The choice of Mohamed El Sawy for Ministry of Culture in the new cabinet has gained a clear refusal from many sectors in the Egyptian cultural arena. El Sawy’s opponents find him lacking the right experience to effectively manage cultural ministry institutions in the coming period, they are suspicious of him because they see him as a businessman and they simply don’t appreciate his strict enforcement of censorship.
Mohamed El Sawy is the son of the late novelist, Abdel-Monem El Sawy, who held the post of Minister of Culture in 1977. He studied in the faculty of fine arts at Helwan University and before his nomination as the head of the El Sawy Culture Wheel (one of the largest and most active cultural centres in Cairo) he owned one of the biggest advertising companies in Egypt. His critics claim that, in essence, that he’s a businessman in a governmental position.
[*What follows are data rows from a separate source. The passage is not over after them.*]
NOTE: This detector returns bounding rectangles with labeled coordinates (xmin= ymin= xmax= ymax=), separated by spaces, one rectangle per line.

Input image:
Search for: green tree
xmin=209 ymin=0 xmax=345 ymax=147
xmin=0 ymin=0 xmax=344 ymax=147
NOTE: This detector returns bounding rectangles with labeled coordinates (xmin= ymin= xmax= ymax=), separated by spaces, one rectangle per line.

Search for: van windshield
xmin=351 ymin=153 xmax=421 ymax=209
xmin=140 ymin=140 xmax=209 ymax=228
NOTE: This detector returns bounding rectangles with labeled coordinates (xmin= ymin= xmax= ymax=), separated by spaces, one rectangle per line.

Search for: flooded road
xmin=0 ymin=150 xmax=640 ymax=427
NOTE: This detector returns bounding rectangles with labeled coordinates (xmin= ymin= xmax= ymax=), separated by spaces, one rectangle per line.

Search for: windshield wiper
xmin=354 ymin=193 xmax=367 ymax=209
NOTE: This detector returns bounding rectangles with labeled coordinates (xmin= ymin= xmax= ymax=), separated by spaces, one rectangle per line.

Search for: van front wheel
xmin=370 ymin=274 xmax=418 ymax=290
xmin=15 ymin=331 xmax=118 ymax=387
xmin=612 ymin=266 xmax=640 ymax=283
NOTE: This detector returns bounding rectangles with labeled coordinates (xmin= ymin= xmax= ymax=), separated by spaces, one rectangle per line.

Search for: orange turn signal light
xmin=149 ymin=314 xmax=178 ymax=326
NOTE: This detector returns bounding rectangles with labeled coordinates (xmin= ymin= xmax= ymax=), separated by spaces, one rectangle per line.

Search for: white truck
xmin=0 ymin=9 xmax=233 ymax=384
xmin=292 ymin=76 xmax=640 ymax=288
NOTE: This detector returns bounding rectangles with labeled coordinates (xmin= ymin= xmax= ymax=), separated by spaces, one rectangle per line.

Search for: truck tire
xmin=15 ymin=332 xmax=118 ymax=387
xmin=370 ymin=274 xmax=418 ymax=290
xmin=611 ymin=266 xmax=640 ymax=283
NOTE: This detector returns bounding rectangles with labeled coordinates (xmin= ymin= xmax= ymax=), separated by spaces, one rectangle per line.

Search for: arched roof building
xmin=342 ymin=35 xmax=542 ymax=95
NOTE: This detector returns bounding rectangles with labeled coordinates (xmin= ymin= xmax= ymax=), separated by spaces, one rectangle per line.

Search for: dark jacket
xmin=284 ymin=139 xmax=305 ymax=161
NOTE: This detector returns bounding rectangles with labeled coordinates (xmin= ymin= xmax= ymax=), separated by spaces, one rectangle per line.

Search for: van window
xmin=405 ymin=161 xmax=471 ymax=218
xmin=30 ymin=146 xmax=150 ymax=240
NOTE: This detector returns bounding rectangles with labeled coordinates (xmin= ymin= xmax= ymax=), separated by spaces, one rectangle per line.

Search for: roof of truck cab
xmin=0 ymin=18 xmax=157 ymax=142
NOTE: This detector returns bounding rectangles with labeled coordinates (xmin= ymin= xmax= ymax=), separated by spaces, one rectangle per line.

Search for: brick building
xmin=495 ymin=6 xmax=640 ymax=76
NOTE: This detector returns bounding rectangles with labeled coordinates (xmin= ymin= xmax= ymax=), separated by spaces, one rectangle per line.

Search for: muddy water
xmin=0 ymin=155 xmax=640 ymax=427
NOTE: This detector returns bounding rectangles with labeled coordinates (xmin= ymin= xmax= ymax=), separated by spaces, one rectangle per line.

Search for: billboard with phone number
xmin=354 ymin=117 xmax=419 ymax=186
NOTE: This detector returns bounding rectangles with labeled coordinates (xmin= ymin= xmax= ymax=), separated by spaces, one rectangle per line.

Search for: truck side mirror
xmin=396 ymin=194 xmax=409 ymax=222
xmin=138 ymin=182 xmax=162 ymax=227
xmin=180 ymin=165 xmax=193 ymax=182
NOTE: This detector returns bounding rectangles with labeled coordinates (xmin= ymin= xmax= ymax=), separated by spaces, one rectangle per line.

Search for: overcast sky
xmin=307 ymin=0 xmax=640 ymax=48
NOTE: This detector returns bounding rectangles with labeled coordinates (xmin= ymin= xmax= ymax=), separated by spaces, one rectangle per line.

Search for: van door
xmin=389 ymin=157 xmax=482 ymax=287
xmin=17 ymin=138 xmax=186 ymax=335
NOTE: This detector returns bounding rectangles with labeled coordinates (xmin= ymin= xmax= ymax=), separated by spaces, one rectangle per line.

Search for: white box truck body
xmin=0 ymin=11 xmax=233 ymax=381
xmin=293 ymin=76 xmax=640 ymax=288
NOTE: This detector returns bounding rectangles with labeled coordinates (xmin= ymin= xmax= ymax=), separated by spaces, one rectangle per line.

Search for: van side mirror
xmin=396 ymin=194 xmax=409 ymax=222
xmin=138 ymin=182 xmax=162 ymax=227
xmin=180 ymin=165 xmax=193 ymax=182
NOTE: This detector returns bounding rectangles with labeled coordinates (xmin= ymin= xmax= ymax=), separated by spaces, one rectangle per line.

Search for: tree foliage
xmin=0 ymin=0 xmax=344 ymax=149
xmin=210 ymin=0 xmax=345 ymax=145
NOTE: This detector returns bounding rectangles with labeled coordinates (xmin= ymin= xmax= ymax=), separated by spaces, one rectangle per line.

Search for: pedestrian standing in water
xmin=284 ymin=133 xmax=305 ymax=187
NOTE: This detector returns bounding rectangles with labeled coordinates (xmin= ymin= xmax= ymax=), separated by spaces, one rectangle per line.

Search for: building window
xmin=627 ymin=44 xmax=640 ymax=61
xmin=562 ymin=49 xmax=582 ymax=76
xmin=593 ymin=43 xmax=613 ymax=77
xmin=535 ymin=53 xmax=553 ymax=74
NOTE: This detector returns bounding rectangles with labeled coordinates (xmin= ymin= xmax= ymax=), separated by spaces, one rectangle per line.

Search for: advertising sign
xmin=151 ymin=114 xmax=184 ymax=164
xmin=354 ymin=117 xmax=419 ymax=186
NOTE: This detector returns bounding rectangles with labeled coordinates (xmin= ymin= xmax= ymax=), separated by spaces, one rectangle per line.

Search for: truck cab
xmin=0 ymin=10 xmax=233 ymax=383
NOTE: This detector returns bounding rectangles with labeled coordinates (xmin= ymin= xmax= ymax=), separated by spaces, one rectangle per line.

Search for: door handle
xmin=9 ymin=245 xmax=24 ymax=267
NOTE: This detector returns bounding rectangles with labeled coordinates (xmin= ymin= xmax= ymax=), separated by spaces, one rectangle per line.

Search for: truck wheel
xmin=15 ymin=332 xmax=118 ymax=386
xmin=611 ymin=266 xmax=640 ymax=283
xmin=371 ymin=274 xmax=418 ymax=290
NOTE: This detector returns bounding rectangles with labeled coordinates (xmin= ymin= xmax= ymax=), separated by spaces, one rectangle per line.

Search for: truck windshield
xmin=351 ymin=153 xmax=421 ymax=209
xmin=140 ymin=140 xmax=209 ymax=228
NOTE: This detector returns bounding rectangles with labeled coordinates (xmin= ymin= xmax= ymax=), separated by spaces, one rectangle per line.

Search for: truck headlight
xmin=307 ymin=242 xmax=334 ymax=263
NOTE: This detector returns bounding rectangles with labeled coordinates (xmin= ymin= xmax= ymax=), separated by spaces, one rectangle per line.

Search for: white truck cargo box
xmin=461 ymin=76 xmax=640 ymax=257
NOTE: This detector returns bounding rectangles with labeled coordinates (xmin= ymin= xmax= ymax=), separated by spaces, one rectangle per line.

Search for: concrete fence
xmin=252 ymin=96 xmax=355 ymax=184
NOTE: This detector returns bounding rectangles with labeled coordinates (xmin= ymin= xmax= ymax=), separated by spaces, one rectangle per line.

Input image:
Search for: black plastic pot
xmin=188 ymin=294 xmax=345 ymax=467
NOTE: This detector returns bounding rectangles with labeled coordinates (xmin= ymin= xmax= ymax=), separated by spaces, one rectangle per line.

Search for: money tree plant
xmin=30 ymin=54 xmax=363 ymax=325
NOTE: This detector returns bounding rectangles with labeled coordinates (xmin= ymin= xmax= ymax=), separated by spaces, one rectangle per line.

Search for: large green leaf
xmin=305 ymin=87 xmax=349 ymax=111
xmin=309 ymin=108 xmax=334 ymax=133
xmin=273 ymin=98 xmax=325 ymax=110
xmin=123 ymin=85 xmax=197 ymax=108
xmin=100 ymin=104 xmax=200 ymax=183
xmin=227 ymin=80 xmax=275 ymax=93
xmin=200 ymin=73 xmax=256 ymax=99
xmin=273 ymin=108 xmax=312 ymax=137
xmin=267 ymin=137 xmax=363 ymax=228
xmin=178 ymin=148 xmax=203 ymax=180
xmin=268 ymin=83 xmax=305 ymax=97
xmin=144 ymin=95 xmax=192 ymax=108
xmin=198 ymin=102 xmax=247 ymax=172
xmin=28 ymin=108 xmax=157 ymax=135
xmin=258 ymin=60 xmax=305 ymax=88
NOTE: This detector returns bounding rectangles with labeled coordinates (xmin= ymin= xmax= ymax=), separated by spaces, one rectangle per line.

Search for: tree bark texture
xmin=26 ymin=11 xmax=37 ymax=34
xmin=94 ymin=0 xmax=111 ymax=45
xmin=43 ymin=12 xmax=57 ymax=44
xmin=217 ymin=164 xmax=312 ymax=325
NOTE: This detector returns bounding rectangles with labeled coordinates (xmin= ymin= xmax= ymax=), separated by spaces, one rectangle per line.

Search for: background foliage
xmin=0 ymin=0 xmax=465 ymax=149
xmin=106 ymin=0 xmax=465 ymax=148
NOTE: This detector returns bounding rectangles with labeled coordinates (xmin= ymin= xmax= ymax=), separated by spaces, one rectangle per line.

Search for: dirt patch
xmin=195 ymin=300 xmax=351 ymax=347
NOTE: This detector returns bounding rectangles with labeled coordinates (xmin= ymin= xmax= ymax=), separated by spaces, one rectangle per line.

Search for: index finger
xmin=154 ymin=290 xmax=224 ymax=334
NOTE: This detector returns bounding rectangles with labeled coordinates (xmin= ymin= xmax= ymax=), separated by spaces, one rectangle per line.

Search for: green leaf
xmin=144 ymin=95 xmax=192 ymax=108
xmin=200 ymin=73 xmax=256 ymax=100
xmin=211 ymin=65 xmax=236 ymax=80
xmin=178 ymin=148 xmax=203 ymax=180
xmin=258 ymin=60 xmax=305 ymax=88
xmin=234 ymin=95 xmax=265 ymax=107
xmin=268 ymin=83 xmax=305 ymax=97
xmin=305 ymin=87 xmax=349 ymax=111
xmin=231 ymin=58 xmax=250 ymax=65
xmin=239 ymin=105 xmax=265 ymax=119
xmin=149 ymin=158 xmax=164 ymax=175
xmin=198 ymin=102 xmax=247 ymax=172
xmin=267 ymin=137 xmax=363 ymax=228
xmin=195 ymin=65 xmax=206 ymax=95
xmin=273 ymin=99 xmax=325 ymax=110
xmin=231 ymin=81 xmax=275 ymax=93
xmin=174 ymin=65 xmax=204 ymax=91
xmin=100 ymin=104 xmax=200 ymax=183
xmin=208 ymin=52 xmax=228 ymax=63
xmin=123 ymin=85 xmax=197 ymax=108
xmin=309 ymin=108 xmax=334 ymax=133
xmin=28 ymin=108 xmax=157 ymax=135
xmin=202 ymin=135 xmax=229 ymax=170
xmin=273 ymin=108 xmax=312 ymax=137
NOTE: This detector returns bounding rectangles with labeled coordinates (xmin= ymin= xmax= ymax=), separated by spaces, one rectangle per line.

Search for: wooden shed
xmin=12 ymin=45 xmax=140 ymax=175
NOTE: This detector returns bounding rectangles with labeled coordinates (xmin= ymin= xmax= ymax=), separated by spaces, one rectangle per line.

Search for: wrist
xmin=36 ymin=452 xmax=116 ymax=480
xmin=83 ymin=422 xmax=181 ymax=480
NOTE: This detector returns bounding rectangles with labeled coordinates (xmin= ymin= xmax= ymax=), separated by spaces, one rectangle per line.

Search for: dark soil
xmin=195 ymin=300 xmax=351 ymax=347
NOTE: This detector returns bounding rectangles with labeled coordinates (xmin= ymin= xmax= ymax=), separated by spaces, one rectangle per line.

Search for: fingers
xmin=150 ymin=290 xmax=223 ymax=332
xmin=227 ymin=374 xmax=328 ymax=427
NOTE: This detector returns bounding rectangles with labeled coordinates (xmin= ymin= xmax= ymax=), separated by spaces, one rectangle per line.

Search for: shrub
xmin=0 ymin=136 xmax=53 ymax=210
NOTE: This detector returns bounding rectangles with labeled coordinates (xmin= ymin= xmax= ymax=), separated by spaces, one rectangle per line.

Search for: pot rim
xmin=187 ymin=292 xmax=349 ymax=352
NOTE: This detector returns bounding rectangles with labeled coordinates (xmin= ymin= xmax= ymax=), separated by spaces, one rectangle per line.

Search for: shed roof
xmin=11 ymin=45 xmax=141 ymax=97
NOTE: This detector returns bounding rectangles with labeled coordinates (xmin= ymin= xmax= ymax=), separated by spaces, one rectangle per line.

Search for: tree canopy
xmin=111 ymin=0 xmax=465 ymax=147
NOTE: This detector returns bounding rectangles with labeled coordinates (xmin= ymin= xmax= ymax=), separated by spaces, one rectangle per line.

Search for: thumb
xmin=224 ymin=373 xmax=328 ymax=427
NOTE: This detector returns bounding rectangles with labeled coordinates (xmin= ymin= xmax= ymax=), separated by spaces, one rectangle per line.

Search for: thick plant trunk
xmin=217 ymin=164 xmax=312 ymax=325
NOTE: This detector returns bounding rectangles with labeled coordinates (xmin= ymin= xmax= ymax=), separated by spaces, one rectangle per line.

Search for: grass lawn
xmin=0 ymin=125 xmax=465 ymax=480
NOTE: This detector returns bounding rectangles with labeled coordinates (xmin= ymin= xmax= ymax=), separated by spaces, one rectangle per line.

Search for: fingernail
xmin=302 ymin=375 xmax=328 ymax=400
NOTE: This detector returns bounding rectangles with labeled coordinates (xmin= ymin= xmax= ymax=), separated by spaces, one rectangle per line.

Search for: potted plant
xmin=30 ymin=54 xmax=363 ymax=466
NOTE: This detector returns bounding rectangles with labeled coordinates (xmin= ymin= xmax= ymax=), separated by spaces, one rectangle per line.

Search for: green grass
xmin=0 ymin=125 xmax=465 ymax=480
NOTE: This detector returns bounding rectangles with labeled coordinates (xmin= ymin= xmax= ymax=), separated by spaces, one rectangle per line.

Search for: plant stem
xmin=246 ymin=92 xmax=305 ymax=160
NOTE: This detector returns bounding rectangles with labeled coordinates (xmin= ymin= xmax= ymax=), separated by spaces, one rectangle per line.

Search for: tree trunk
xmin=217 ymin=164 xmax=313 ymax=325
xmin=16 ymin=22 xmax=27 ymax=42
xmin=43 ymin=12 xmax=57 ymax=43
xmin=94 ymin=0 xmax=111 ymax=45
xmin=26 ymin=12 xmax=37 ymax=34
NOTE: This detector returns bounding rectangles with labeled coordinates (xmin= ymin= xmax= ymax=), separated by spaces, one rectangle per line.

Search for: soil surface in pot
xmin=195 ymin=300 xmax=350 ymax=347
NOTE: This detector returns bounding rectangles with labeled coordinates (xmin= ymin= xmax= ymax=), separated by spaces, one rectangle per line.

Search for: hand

Strong and frank words by prominent novelist, Gamal El-Ghitani, reveal his opinion that the appointment of El Sawy is “a disaster that defaces Egyptian culture” because Egypt needs a prominent intellectual figure in the coming period, with a known cultural presence in the entire Arab world.
Other intellectuals signed their name to a declaration adopted by Dar Merit publishing house.
Among the reasons mentioned in the declaration for their opposition are “he has not blended with Egyptian cultural community and never adopted its views and ideas. Aside from the fact that his sole relationship with culture was limited to the management of El Sawy Culture Wheel, whose cultural value is questionable in light of the fact that marketing is what attracted the youth and not the appreciation for culture itself, he also never had a clear statement on issues related to culture.”
Egyptian intellectuals feel he is completely at odds with them as they promote freedom for art and creativity; the freedom that is necessary to build the new society we all seek. Against all these views, El Sawy adopted his own censorship, stating that “Culture is a message to promote the soul forward, and not a way to picture the society as it is, with all its negatives.”
However, the rejection of El Sawy didn’t come just from the traditional intellectual elite: a young theatre director, Mohamed Abdel-Fattah Kalabala, warned that he will go on hunger strike if the government insists on El Sawy for this important post. He also mentioned that some of the leaders in the ministry also reject this choice and plan to submit group resignations.
And let’s not forget Facebook. A number of independent culture institutions and individuals are spearheading an internet campaign to persuade decision-makers.
People recall Sawy not permitting certain musical performances and short creative movies at the Wheel. This highlights Sawy’s refusal to accept opposing cultural or political views, in addition to his stance against freedom of expression and creation, leading to self-inflicted censorship in the Wheel that surpassed that of the already stringent state control.
Amid these negatives, a number of websites voice the views of those who see El Sawy as a good choice. Writers, such as Ibrahim Aslan, Said El-Kafrawy, Mohamed Slamawy and others applaud him for successfully setting up the diverse program that represents all wakes of creativity and culture, which, in turn, attracted many people through “cultural democracy.” To his supporters, El Sawy proved his ability to connect with a generation of youth who are usually missing from formal events, and all at reasonable prices (an average ticket at the Culture Wheel is $3 and workshops are inexpensive).
It can also be noted that El Sawy doesn’t hesitate in his press conferences or media appearances to share his belief in privatising culture and the importance of lifting the state’s hand off of cultural activities. He states that the government’s role is merely to offer the right environment for cultural institutions to grow and flourish among the different societies.